Perampokan marak, Polres Bandung periksa senpi organik

PERISTIWA | 23 April 2012 15:45 Reporter : Andrian Salam Wiyono

Merdeka.com - Untuk mengantisipasi penyalahgunaan senjata, Polrestabes Bandung akan memeriksa senjata api (senpi) organik milik anggotanya. Pemeriksaan itu buntut dari aksi perampokan bersenpi yang terjadi di Kota Bandung belakangan ini.

"Kami akan memeriksa senjata organik milik anggota kami," kata Kasubag Humas Polrestabes Bandung AKP Rosdiana di Mapolrestabes Bandung, Senin (23/4).

Namun, kata Rosdiana, waktu pemeriksaan belum ditentukan pelaksanaannya. "Ini hanya antisipasi saja. Jangan sampai ada penyalahgunaan (senjata) di tubuh anggota," terangnya.

Dia menjelaskan, pemeriksaan senpi ini dilakukan guna menghindari peminjaman senjata api kepada pihak yang tidak bertanggung jawab atau pun penempatan senjata yang tidak pada tempatnya sehingga ada orang lain selain pemiliknya yang menggunakan.
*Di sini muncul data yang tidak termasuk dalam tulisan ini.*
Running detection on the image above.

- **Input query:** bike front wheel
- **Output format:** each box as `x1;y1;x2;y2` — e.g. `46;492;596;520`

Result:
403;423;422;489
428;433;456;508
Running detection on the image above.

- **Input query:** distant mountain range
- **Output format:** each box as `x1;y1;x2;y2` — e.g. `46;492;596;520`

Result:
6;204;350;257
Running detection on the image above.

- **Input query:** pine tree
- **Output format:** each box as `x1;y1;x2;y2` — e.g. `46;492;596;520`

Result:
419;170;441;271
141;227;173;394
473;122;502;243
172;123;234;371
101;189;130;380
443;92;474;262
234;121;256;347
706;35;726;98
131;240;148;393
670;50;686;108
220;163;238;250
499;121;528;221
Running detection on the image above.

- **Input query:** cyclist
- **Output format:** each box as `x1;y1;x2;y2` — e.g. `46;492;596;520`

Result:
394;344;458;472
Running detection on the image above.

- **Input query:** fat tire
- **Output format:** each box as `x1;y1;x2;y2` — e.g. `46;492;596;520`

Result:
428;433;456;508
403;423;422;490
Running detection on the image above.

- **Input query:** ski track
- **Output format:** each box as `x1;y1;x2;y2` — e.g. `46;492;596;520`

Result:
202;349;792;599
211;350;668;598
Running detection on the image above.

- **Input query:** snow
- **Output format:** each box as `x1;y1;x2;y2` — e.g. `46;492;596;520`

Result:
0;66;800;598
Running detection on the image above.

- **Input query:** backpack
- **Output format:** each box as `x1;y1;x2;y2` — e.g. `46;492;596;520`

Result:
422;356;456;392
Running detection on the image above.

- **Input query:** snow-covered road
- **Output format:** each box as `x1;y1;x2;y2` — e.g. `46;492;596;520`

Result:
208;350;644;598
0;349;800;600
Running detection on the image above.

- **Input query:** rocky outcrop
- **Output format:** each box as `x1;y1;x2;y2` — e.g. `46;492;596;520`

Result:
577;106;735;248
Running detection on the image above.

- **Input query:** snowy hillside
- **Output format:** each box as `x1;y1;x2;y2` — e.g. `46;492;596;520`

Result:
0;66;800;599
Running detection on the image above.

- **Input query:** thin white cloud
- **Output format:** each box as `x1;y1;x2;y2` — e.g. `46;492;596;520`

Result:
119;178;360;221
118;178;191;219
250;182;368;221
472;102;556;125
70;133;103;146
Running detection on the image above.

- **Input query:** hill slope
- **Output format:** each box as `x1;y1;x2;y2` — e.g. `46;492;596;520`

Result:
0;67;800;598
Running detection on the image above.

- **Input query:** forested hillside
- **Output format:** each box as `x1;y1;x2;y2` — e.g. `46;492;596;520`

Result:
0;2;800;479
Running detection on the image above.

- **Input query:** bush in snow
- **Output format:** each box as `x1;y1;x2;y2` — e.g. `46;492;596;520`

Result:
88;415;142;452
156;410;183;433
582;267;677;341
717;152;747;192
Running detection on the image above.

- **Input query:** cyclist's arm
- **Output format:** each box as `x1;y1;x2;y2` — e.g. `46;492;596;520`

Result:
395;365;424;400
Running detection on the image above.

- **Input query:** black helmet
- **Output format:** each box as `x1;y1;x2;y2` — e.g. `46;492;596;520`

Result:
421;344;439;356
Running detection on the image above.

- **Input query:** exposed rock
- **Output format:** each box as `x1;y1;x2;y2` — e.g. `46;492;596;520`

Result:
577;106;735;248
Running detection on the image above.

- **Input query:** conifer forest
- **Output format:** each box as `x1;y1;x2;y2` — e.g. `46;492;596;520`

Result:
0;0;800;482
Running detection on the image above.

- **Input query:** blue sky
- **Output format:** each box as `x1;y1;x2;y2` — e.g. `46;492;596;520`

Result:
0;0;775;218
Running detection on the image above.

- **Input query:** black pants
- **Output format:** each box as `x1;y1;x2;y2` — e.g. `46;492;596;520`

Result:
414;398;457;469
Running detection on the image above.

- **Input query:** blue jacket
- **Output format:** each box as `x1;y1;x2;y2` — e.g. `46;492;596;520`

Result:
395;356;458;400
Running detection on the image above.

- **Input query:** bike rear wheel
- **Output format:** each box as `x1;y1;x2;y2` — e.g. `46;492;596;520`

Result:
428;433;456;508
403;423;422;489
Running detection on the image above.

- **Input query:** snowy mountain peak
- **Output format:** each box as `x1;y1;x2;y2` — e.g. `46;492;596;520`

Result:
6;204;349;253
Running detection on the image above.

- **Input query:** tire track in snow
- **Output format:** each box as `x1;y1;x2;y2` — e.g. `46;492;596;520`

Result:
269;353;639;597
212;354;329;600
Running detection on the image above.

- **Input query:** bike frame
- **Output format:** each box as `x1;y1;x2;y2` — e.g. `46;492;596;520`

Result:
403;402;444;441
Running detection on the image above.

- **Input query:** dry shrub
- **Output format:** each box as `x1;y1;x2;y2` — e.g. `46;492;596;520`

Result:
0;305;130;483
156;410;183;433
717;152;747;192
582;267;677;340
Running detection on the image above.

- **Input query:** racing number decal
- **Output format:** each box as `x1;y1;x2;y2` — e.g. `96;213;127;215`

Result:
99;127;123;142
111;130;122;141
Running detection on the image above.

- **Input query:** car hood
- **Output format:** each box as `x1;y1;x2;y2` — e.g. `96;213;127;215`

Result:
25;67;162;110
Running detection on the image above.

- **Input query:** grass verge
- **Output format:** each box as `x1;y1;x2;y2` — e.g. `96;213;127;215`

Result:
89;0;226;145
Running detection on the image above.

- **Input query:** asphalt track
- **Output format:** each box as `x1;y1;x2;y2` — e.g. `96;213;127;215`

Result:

"Ini tentu harus diantisipasi," ungkapnya.

Saat ditanya senjata yang digunakan perampok bersenpi yang terjadi beberapa waktu lalu, ia menduga senjata itu adalah senjata rakitan. Dari kedua insiden yang menewaskan mahasiswa Unpar, Harindaka,, dan melukai Istri Kolonel Resminta ditemukan peluru kaliber 38 dan kaliber 22.

Dia menambahkan pihaknya tetap akan mengusut tuntas aksi perampokan bersenpi ini. "Karena itu bagian dari komitmen kepolisian," ujarnya.